I think the Lord is speaking profoundly in many ways. COVID-19 presents a way of seeing one’s self more honestly, where pre-COVID it was so busy that often people would be lost in business, lost in their work, lost in a virtual world. And hear me well: I would never wish a pandemic on anyone. I’d never wish suffering on anyone. But suffering can be redemptive, and I see this pandemic as an opportunity.
We had both regularly practicing Catholics and people who had been away from the Church for quite a while all coming to confession. I think that there was something that was expressed, and both my assistant and I could confirm this, that many people at the end of each confession would show gratitude.
Like anything, we can take [confession] for granted—it’s there, we don’t question it. But in light of these times, not knowing what tomorrow will bring... Through this, morality certainly has come to the forefront for many. Because of that, I think the sacrament of confession is vital.

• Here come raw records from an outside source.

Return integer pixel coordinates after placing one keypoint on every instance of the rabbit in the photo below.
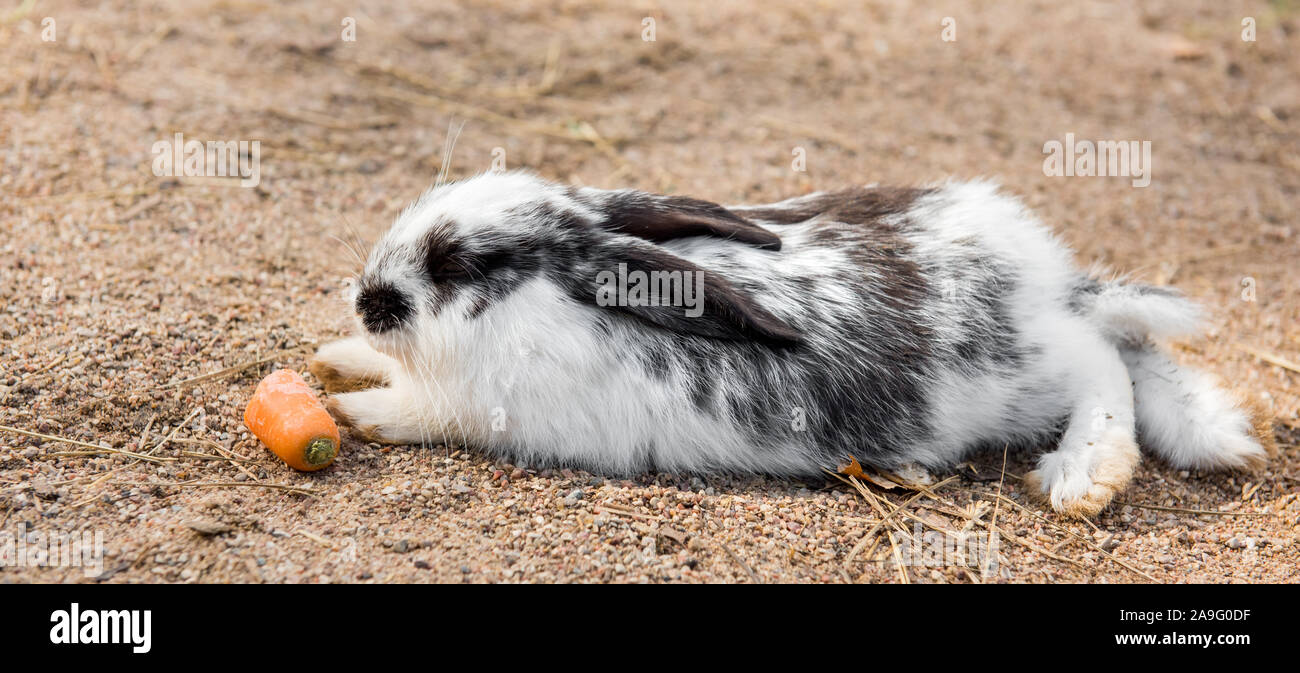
(901, 326)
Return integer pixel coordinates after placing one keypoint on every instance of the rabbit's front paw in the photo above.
(350, 364)
(377, 415)
(1080, 483)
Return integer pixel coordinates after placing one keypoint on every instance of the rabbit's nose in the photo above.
(382, 307)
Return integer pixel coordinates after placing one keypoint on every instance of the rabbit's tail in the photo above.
(1132, 312)
(1183, 415)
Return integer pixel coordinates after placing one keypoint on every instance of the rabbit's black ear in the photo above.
(657, 218)
(662, 289)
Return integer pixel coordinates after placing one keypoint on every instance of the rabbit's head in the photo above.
(460, 251)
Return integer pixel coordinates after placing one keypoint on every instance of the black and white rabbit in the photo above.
(900, 326)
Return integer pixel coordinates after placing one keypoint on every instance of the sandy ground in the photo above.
(139, 311)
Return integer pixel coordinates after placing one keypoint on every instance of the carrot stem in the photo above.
(320, 451)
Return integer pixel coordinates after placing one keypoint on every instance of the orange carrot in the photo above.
(286, 416)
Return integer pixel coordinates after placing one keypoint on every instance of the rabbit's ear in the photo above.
(657, 218)
(662, 289)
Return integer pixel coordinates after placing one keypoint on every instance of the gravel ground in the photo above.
(141, 311)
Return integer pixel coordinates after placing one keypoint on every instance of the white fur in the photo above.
(533, 378)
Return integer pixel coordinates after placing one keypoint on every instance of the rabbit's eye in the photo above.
(450, 269)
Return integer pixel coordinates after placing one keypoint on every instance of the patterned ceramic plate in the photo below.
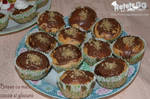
(14, 27)
(48, 87)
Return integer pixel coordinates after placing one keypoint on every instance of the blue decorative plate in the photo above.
(48, 87)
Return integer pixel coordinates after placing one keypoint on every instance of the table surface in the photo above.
(134, 23)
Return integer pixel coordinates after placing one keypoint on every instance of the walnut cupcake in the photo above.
(107, 28)
(32, 65)
(83, 18)
(111, 72)
(71, 35)
(24, 11)
(3, 20)
(40, 41)
(66, 57)
(76, 84)
(95, 50)
(130, 48)
(50, 22)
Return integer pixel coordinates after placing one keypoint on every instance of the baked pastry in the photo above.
(83, 18)
(40, 41)
(130, 48)
(66, 57)
(32, 65)
(71, 35)
(3, 20)
(107, 28)
(111, 72)
(24, 11)
(40, 3)
(76, 84)
(50, 22)
(95, 50)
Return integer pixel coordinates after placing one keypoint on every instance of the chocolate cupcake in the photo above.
(71, 35)
(76, 84)
(3, 20)
(24, 11)
(111, 72)
(66, 57)
(40, 41)
(50, 22)
(108, 29)
(83, 18)
(32, 65)
(130, 48)
(95, 50)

Fr. James, as a last thought, why do you think God desires us to come to confession?
Like I mentioned earlier, the sacrament of confession is vital. It goes to the very living sense of who we are, made in God’s image and likeness, and how honest we need to be. God wants a relationship with us. This is why the Church exists. We’re wounded, we’re fearful, and we need healing. This is why the sacraments exist: they are great outward signs of God’s inward strength that He gives us to persevere.